Thursday 1 October 2009

Book Review: Benjamin Graham on Investing, ed. by Rodney Klein, commentary by David Darst


Job ad ... Value Investor: must be highly skilled in dissecting financial statements, especially reading between the lines and uncovering what management may be deliberately or unwittingly concealing; must have great patience and diligence in calculating and estimating data; must be able to separate wheat data from chaff data; must combine internal financial data with external market psychology and national or global economic forces; must have the courage and confidence in one's conclusions to go against the flow of popular and/or professional market opinion or prices; must have the judgement to know when to hold 'em or fold 'em.

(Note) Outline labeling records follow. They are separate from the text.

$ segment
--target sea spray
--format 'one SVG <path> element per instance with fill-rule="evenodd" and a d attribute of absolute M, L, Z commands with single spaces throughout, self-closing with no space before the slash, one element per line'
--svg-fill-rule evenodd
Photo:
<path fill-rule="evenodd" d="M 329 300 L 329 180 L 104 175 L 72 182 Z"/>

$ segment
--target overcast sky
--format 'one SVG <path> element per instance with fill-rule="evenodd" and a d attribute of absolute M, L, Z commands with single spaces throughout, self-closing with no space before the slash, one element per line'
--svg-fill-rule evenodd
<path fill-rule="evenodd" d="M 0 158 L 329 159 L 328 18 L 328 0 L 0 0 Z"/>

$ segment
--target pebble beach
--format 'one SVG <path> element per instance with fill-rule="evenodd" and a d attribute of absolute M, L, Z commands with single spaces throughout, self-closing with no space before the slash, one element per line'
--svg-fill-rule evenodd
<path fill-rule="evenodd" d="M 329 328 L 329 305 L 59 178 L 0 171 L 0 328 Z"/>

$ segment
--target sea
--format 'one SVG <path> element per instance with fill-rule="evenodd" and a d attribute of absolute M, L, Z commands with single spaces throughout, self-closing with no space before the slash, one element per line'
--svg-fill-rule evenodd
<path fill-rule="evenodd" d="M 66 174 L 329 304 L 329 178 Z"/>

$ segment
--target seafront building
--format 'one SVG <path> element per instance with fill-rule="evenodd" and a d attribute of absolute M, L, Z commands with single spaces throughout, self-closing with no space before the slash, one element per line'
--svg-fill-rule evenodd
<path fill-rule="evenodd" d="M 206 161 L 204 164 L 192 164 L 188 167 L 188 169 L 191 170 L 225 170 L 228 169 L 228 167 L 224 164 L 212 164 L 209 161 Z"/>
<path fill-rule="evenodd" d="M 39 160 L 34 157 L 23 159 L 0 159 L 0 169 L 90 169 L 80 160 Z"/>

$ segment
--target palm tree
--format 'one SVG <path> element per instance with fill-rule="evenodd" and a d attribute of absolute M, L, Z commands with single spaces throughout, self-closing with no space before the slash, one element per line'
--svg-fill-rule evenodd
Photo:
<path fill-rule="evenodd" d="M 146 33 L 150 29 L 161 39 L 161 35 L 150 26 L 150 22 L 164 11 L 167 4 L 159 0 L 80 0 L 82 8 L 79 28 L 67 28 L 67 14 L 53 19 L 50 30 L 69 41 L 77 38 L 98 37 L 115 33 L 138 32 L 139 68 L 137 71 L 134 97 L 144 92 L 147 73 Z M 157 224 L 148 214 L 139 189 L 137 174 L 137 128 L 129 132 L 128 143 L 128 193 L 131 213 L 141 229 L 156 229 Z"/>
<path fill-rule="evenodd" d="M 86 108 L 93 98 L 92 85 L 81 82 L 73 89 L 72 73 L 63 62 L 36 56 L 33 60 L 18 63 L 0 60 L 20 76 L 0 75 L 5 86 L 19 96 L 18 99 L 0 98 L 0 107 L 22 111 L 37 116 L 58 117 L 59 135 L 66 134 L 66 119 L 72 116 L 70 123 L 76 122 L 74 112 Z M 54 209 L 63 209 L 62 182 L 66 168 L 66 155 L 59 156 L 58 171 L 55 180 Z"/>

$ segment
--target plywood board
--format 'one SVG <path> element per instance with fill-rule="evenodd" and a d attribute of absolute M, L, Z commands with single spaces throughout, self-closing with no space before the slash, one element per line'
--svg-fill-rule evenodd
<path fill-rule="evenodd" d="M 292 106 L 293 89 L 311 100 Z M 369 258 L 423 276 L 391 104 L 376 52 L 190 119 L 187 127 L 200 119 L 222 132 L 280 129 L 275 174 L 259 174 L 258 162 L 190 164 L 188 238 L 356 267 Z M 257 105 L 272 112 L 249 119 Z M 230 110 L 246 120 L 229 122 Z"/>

Those are some of the thoughts coming to my mind while reading this collection of original writings by the seminal value investor Benjamin Graham. We can see how the master thinks and assembles data into a cohesive analysis. The big question for the individual investor - could I do the same?

Graham speaks for himself in the book through the articles. I wish the editor Klein and commentator Darst had done more to enhance their teaching value by drilling into Graham's analysis, as for example, Jason Zweig does in the Graham classic The Intelligent Investor. For instance, in this day of information overload, it easy to get swamped by irrelevant or misleading details. Could Klein/Darst not have reconstructed the moment in time to say what Graham left aside, or even better to say what he missed? I was asking myself, "so no one is perfect, how good were Graham's analyses in retrospect?" After all, one feature of good investing is to learn from one's mistakes.

Further to that line of thought, I made a small effort to delve into one article, that comparing American Agricultural Chemical (AGR) and Virginia-Carolina Chemical (VC). In the book, Graham says VC is the better buy. Was he right? There's not much to be found through Google for those companies, neither of which exists today (more on that in a minute). From what I did find, Graham was correct, sort of. As of Graham's writing around September 1918, AGR's common share price was $100 and VC's $53. A scant four years later at the end of 1922, their prices were: AGR $32, down 68% and VC $25, down 53%. The Dow Jones Index had moved up from the low 80s to the mid 90s. VC was thus better than AGR in a relative sense but neither was good in an absolute sense. What was Graham's mistake? This, I believe: "... the particular strength of both companies lies in the benefits they will experience from the return of peace. (p.70) ... They have more to hope and less to fear from the future than perhaps any other industry (p.73) ..." In fact, the US suffered a severe postwar recession during 1920 and 1921, not a peace bonus. As fine as was Graham's backward looking analysis, he got the forecasting bit wrong it seems. I did not trace AGR's and VC's history to know whether Graham's conclusion would have made money at any point - that's what Klein and Darst should have done, instead of waxing lyrical about the Aeneid. (It's a bit over the top to say that Graham's writings, well crafted as they are, rank on the same level.)

As for disappearing companies, it is remarkable how few of those mentioned in the book exist today. Capitalism sees companies rise and fall quickly. The mighty of yesterday are gone today. To some degree the foundation of value investing is that the future will be like the past and/or present for a company, e.g. when we buy companies with a record of steady dividend growth, we assume that will continue. For those who don't pretend to know, there's passive index investing.

As a result, this book has no direct investing value relative to today's markets and companies. It is of some pedagogical value for value aficionados, since it is always worthwhile reading the original of any sector's leading mind, like Graham is acknowledged to be.